Skip to main content

Model Training Experiments.

Data scientists have access to many libraries and packages that help with model development. Some of the most common for Python are XGBoost, Keras, and scikit-learn. These packages are already available in the Katonic SDK(Auto ML).

Once we are done with the text preprocessing like removing unnecessary punctuations, symbols and converting those text into numerical features. We need to use them to train Machine Learning models. For that we are going to Katonic's Auto ML tool which will keep track of all your experiments that you're doing inside a Notebook and store them in an Experiments Registry. From there we can compare different models and find the best model.
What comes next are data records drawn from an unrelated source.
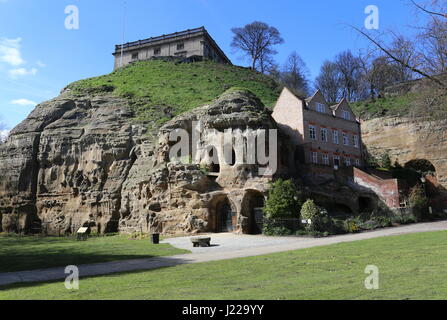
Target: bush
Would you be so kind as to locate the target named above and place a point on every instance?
(352, 225)
(283, 201)
(317, 215)
(277, 231)
(418, 202)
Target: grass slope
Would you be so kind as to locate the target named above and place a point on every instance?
(411, 267)
(390, 106)
(27, 253)
(159, 89)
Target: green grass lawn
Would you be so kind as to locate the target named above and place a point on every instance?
(28, 253)
(411, 267)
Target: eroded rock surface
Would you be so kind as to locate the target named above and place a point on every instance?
(85, 161)
(407, 140)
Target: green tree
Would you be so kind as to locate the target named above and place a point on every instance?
(310, 211)
(283, 201)
(385, 160)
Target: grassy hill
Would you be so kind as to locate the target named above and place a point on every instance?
(389, 106)
(159, 90)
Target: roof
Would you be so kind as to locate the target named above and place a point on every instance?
(174, 35)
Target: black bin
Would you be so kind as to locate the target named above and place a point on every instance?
(155, 238)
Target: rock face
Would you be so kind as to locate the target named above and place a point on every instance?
(408, 140)
(78, 161)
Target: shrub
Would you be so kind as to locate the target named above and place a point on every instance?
(276, 231)
(283, 201)
(352, 225)
(317, 215)
(418, 202)
(385, 161)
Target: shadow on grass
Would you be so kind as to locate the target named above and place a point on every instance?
(115, 268)
(31, 253)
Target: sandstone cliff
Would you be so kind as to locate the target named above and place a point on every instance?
(407, 139)
(84, 160)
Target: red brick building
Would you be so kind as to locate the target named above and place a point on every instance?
(322, 134)
(326, 145)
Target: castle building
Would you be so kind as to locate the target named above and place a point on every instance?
(322, 135)
(194, 43)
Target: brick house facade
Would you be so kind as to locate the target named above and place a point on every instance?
(322, 134)
(326, 145)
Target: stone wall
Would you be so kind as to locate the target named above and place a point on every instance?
(406, 139)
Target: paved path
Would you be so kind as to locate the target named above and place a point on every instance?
(224, 246)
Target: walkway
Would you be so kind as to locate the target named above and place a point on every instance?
(224, 246)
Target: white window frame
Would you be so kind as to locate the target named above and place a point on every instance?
(315, 157)
(326, 159)
(337, 158)
(324, 134)
(345, 139)
(312, 132)
(320, 107)
(356, 141)
(348, 161)
(335, 137)
(346, 115)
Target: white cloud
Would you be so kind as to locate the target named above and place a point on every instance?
(20, 72)
(10, 51)
(23, 102)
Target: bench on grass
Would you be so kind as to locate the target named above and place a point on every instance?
(201, 241)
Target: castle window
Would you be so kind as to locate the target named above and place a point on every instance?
(345, 139)
(312, 133)
(320, 107)
(337, 161)
(315, 157)
(356, 141)
(324, 135)
(335, 136)
(346, 115)
(325, 159)
(348, 162)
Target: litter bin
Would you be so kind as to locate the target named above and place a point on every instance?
(155, 238)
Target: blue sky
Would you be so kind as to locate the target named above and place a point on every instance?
(39, 56)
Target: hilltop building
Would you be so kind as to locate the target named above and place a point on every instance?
(195, 43)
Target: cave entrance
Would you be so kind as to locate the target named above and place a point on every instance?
(226, 216)
(253, 212)
(419, 171)
(366, 205)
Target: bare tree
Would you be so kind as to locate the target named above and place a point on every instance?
(404, 50)
(349, 69)
(433, 42)
(382, 74)
(257, 40)
(295, 74)
(432, 47)
(328, 82)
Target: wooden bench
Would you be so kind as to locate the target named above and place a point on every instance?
(201, 241)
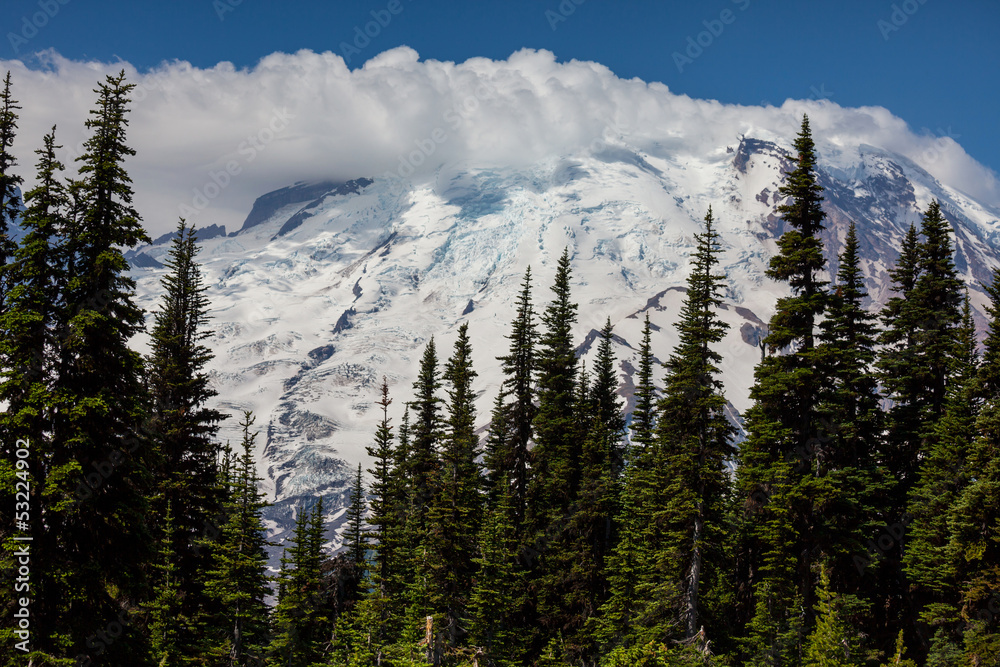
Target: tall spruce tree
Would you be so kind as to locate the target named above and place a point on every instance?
(182, 427)
(27, 369)
(628, 563)
(99, 404)
(422, 464)
(942, 477)
(355, 536)
(237, 581)
(692, 448)
(495, 620)
(974, 517)
(555, 459)
(10, 202)
(847, 455)
(777, 474)
(510, 458)
(383, 520)
(456, 507)
(302, 618)
(168, 624)
(920, 323)
(644, 414)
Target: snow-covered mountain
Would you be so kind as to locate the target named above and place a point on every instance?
(328, 287)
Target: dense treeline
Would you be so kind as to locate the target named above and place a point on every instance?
(856, 523)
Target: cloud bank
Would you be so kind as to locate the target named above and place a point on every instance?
(209, 141)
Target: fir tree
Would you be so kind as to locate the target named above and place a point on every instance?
(182, 427)
(942, 477)
(385, 529)
(644, 413)
(302, 619)
(918, 341)
(555, 459)
(692, 448)
(168, 624)
(777, 460)
(10, 203)
(99, 406)
(974, 517)
(238, 581)
(455, 514)
(855, 487)
(422, 461)
(511, 457)
(832, 643)
(27, 369)
(355, 536)
(494, 604)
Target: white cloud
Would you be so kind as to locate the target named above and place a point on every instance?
(306, 116)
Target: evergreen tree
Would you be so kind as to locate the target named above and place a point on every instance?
(96, 547)
(356, 537)
(301, 620)
(168, 623)
(494, 604)
(422, 464)
(511, 458)
(920, 326)
(10, 202)
(607, 403)
(455, 514)
(832, 643)
(942, 478)
(974, 517)
(555, 459)
(27, 369)
(855, 486)
(777, 461)
(644, 414)
(496, 449)
(692, 448)
(628, 562)
(182, 427)
(385, 528)
(238, 581)
(573, 583)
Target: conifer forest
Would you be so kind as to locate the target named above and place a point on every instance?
(850, 517)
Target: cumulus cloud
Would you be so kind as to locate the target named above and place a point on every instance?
(209, 141)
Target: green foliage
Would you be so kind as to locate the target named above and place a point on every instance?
(355, 536)
(833, 642)
(495, 602)
(511, 426)
(555, 459)
(237, 581)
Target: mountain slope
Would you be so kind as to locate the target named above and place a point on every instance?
(330, 286)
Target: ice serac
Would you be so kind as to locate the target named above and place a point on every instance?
(328, 287)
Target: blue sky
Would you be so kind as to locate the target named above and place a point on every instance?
(932, 63)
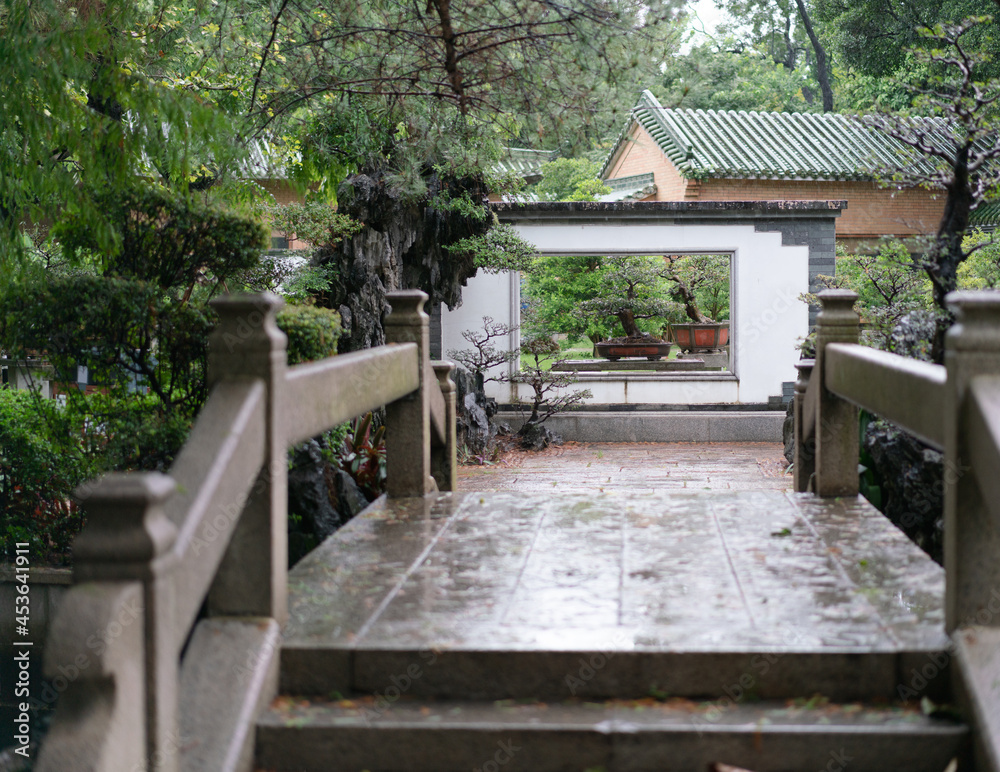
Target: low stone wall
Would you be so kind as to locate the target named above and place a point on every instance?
(663, 426)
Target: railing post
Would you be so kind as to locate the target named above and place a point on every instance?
(129, 537)
(408, 420)
(971, 535)
(252, 579)
(443, 460)
(805, 449)
(836, 419)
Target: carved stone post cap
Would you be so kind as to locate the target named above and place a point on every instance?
(978, 320)
(443, 371)
(405, 303)
(125, 519)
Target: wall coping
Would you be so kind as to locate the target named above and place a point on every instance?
(582, 212)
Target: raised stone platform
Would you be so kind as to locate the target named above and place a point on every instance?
(629, 365)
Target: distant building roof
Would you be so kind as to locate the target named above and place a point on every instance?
(986, 216)
(527, 163)
(752, 145)
(634, 188)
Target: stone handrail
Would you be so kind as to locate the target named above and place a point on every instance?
(210, 539)
(955, 407)
(906, 391)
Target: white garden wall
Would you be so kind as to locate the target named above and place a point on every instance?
(768, 276)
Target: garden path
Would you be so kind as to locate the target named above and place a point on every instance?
(579, 467)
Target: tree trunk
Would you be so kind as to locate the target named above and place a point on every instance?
(822, 69)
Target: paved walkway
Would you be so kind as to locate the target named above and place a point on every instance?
(591, 467)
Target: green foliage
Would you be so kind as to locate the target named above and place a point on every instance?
(498, 250)
(47, 451)
(163, 237)
(121, 329)
(874, 37)
(714, 77)
(571, 179)
(315, 222)
(981, 270)
(287, 275)
(554, 289)
(484, 354)
(312, 332)
(633, 288)
(890, 284)
(85, 97)
(548, 389)
(40, 465)
(701, 284)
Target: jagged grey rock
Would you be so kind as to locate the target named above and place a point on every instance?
(308, 492)
(350, 499)
(912, 480)
(537, 437)
(403, 244)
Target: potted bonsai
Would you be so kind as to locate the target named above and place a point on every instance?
(698, 278)
(634, 289)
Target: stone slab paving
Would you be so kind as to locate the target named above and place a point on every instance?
(639, 467)
(482, 578)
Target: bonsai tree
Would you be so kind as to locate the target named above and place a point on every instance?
(635, 289)
(699, 282)
(547, 395)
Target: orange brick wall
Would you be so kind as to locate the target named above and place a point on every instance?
(871, 211)
(641, 155)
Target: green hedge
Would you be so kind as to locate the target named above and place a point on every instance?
(312, 332)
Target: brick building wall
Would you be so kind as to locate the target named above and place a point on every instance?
(872, 212)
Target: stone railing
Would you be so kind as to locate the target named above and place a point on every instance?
(954, 408)
(180, 580)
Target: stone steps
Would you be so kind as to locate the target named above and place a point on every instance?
(554, 674)
(299, 735)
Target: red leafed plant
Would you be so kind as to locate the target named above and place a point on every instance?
(363, 456)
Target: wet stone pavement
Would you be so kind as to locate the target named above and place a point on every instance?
(693, 548)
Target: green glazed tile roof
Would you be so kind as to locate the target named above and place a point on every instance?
(744, 145)
(527, 163)
(986, 216)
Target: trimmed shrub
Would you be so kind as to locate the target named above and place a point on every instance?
(312, 332)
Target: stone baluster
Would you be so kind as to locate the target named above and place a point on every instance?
(971, 534)
(443, 457)
(805, 450)
(252, 579)
(836, 419)
(128, 537)
(408, 420)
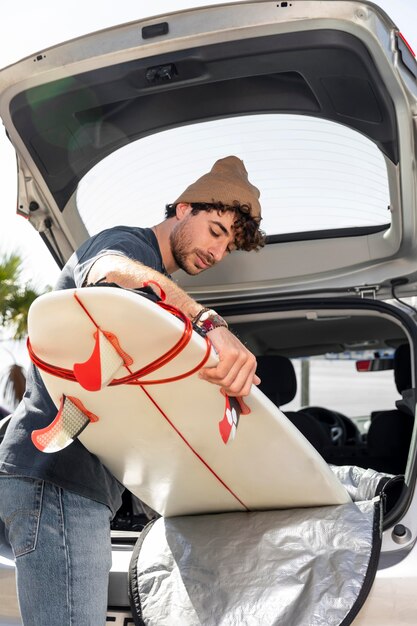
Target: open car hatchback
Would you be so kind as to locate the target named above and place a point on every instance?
(319, 99)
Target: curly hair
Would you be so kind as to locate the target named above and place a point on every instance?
(248, 235)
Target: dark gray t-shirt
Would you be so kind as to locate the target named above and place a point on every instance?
(73, 468)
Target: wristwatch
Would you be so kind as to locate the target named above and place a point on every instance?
(207, 320)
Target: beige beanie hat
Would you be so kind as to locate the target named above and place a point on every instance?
(227, 182)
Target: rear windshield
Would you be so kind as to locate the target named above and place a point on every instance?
(314, 175)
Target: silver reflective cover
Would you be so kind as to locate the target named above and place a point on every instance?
(292, 567)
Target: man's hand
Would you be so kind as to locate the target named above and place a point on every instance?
(235, 371)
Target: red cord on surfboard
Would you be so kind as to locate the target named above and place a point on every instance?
(98, 371)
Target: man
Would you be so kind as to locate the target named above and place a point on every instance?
(56, 508)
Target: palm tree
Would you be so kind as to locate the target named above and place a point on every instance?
(16, 297)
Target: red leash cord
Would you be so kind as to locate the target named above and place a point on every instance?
(133, 377)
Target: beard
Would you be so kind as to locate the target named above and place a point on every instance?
(183, 251)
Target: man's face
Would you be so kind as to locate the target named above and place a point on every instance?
(199, 241)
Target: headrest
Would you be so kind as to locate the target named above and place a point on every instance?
(402, 368)
(278, 380)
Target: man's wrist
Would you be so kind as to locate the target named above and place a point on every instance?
(208, 319)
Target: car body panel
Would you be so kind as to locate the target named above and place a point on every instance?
(359, 32)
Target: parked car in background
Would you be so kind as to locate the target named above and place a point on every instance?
(320, 101)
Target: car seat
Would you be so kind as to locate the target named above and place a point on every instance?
(389, 433)
(279, 384)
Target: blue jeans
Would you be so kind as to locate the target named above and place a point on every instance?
(61, 543)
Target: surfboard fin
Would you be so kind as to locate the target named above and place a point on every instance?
(70, 421)
(228, 425)
(101, 366)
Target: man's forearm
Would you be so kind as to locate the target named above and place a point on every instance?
(131, 274)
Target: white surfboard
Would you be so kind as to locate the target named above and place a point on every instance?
(179, 445)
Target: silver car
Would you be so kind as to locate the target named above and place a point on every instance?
(320, 101)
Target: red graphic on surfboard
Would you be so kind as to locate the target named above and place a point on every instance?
(103, 363)
(229, 423)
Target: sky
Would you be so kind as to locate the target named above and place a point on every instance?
(27, 27)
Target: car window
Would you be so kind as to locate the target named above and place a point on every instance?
(333, 381)
(313, 174)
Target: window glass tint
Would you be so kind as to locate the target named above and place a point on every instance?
(313, 175)
(334, 383)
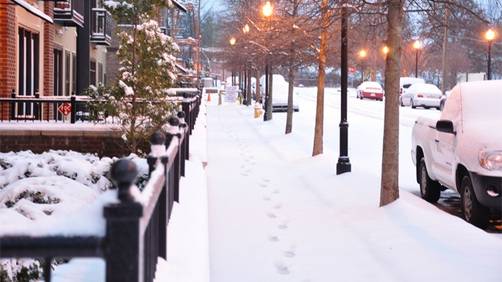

Before doing any model training in the Notebook, you need to set an experiment using katonic Auto ML package.

Setting the Experiment names to Catalouge all the models.

from katonic.ml.client import set_exp
exp_name = set_exp("movie_genre_usecase")

The models that you're going to train will get stored under the Experiment name that you gave. In this case the experiment name is movie_genre_usecase.

We are using three of the most commonly used machine learning algorithms for this text classification usecase.

  • Decision Tree Classifier.

  • Random Forest Classifier.

  • K Nearest Neighbor Classifier.

Training


# Decision Tree Classifier

classifier = Classifier(X_train, X_test, Y_train, Y_test, experiment_name = "movie_genre_usecase", average = "weighted")

classifier.DecisionTreeClassifier()

# Random Forest Classifier.

classifier.RandomForestClassifier()

# K Nearest Neighbors Classifier.

classifier.KNeighborsClassifier()